Pay - public sector falls further behind

This week's 5th Annual IDS/TUC Pay seminar highlighted how the pay in the public sector has fallen further behind pay awards in other industries.

Average pay increase in 2011 was 2.5%. This was still well below the headline inflation rate of 5% but with most public sector workers in the middle of a 2 year pay freeze it demonstrates further erosion in living standards for workers delivering essential services. The indicators are that average settlements for 2012 will be around the 3% mark. This means that Osborne’s announcement of two more years of pay restraint will exacerbate the situation for public sector workers. Even top banker Mervyn King acknowledged that for ordinary working families wages have been squeezed by 12% in recent years.

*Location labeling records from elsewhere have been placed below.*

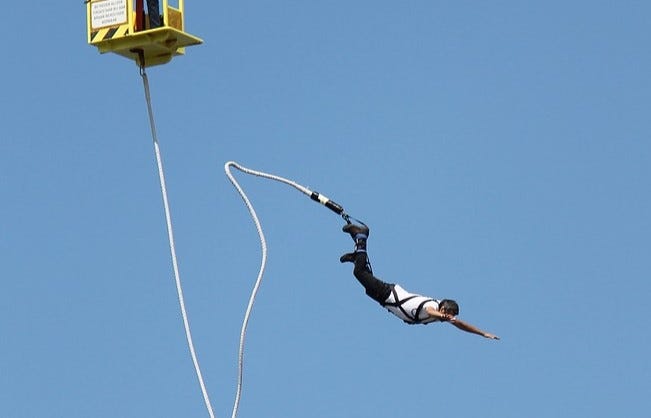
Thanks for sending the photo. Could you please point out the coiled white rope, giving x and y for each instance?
(263, 244)
(170, 235)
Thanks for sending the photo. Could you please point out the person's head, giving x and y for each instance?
(449, 306)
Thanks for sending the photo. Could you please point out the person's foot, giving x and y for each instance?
(355, 230)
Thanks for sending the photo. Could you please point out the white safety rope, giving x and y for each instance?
(170, 234)
(263, 244)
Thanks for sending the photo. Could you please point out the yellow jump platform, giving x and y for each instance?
(115, 26)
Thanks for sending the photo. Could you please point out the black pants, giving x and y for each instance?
(153, 10)
(376, 289)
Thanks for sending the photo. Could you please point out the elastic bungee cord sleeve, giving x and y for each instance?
(335, 207)
(170, 234)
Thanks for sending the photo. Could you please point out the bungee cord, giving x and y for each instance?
(335, 207)
(170, 235)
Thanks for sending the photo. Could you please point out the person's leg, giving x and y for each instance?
(376, 289)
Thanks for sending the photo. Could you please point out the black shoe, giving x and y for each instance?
(355, 230)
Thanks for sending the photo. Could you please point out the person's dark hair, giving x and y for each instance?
(450, 306)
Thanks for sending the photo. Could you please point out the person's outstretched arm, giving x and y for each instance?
(464, 326)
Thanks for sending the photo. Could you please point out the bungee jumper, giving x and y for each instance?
(411, 308)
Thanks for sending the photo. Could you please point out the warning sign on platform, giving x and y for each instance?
(108, 13)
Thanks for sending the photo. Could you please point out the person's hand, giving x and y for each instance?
(447, 317)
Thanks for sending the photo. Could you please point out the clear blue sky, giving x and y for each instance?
(500, 152)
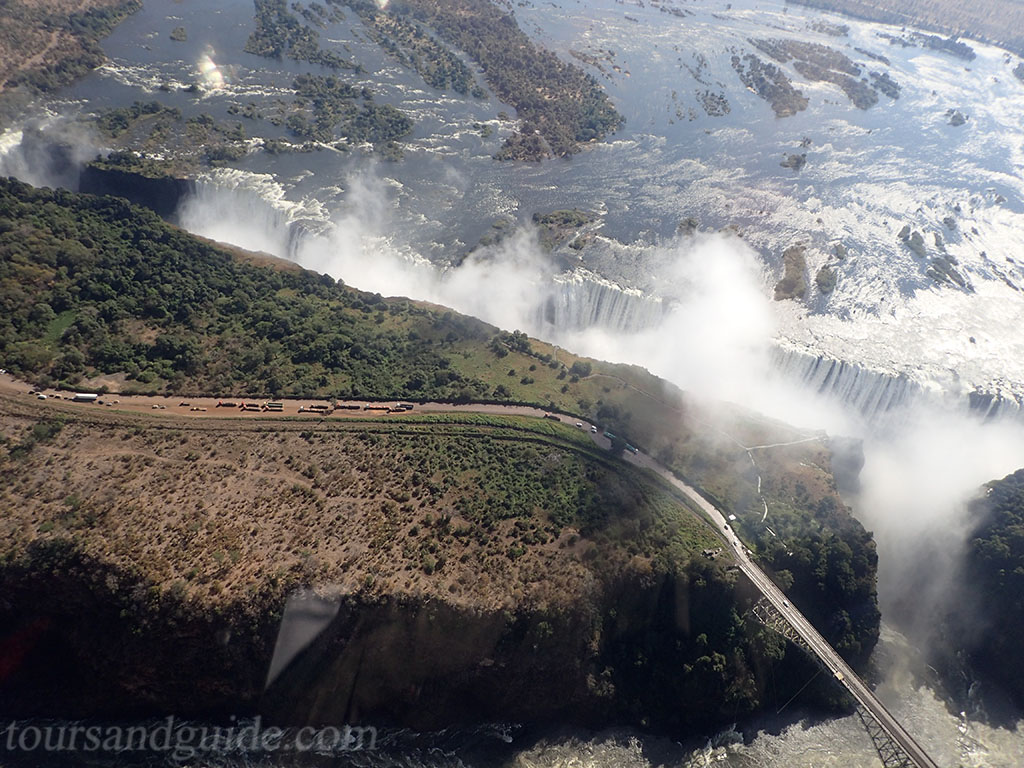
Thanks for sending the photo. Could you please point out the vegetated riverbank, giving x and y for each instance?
(494, 567)
(995, 569)
(179, 536)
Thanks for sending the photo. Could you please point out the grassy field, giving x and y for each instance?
(470, 506)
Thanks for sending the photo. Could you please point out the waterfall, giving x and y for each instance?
(580, 300)
(249, 210)
(877, 394)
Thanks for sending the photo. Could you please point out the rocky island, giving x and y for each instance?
(484, 565)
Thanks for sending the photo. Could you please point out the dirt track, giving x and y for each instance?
(214, 408)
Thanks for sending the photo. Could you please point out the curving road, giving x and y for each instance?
(825, 653)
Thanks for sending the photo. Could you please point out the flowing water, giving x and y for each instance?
(887, 337)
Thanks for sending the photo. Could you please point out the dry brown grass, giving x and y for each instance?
(221, 509)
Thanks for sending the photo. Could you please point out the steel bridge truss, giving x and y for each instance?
(891, 754)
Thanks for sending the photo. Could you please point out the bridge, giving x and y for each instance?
(895, 745)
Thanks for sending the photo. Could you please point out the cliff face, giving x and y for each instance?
(636, 653)
(162, 194)
(88, 640)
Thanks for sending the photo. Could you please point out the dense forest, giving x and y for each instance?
(94, 290)
(94, 286)
(280, 33)
(995, 566)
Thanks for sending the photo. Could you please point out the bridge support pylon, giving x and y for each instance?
(891, 754)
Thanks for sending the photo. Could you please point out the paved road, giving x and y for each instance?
(840, 669)
(818, 644)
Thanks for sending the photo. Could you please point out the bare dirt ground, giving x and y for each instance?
(246, 498)
(206, 408)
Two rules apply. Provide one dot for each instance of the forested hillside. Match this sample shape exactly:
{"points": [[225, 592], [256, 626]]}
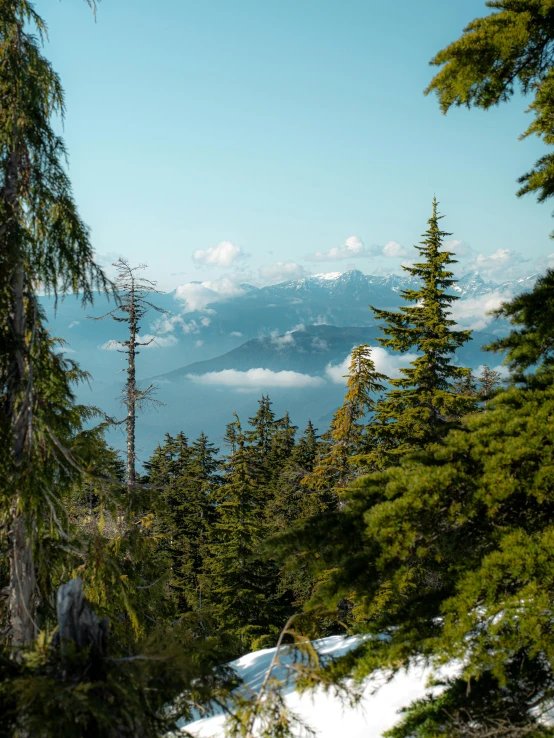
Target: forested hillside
{"points": [[419, 518]]}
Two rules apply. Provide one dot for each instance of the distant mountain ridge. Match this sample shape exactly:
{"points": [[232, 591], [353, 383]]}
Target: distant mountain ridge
{"points": [[309, 350]]}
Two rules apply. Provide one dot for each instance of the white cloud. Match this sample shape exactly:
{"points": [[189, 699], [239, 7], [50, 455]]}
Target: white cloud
{"points": [[385, 363], [472, 312], [503, 264], [281, 271], [153, 341], [497, 264], [393, 250], [64, 350], [110, 346], [257, 378], [281, 341], [353, 247], [319, 344], [223, 255], [198, 295]]}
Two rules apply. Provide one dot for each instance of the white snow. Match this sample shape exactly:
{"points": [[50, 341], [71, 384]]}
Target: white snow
{"points": [[324, 712], [328, 275]]}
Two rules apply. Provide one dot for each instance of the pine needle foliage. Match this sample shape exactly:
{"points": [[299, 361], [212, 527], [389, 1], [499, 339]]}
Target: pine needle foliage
{"points": [[447, 556], [347, 435], [43, 244], [423, 403]]}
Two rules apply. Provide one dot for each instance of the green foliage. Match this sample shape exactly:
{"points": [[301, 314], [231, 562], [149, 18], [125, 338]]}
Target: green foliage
{"points": [[243, 588], [447, 556], [347, 436], [120, 696], [512, 47], [424, 403], [532, 344]]}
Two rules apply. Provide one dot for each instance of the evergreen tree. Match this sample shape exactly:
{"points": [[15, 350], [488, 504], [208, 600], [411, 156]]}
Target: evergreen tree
{"points": [[423, 403], [510, 48], [489, 380], [50, 460], [531, 345], [466, 385], [447, 556], [241, 586], [43, 243], [347, 434]]}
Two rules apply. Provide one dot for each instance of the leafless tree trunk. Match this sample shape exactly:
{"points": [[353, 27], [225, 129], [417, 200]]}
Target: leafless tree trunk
{"points": [[133, 305]]}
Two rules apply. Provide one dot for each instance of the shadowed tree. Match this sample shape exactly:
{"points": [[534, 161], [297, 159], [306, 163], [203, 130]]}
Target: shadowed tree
{"points": [[43, 244], [511, 48], [424, 402]]}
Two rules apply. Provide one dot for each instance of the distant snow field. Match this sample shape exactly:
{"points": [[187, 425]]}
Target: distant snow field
{"points": [[326, 714]]}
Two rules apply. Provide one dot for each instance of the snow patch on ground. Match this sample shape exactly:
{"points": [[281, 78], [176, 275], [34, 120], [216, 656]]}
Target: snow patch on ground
{"points": [[325, 713]]}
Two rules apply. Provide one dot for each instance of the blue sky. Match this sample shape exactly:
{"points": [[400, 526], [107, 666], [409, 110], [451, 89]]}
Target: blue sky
{"points": [[229, 141]]}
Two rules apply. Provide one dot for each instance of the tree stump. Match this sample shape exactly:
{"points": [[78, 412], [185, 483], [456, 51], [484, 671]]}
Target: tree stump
{"points": [[77, 621]]}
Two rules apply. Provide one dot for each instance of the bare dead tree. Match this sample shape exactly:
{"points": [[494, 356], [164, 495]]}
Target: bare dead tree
{"points": [[133, 304]]}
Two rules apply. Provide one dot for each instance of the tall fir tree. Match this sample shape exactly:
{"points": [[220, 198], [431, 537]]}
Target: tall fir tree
{"points": [[44, 244], [447, 556], [241, 585], [423, 403], [347, 436]]}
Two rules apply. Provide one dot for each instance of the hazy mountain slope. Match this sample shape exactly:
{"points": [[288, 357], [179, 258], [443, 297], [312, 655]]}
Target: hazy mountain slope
{"points": [[310, 350]]}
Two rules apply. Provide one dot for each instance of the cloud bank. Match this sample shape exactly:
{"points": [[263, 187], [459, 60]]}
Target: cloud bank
{"points": [[385, 363], [256, 378], [281, 271], [223, 255], [198, 295], [472, 313]]}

The government’s imposed incomes policy does not affect the rich though. The statistics for 2011 show that £35 billion was paid to the very top earners in bonuses alone.

One staggering fact revealed in the mountain of statics given to delegates was that the massive increase in inequality in the UK has propelled us to the 4th most unequal country among the 25 richest nations in the world. It is likely that by the end of 2012, over 400,000 children in Britain will be living below the official poverty line.

The seminar didn’t produce many answers but it challenged the unions to reconsider its strategy in dealing with pay, benefits and inequality. It is only the trade union movement that can lead the alternative.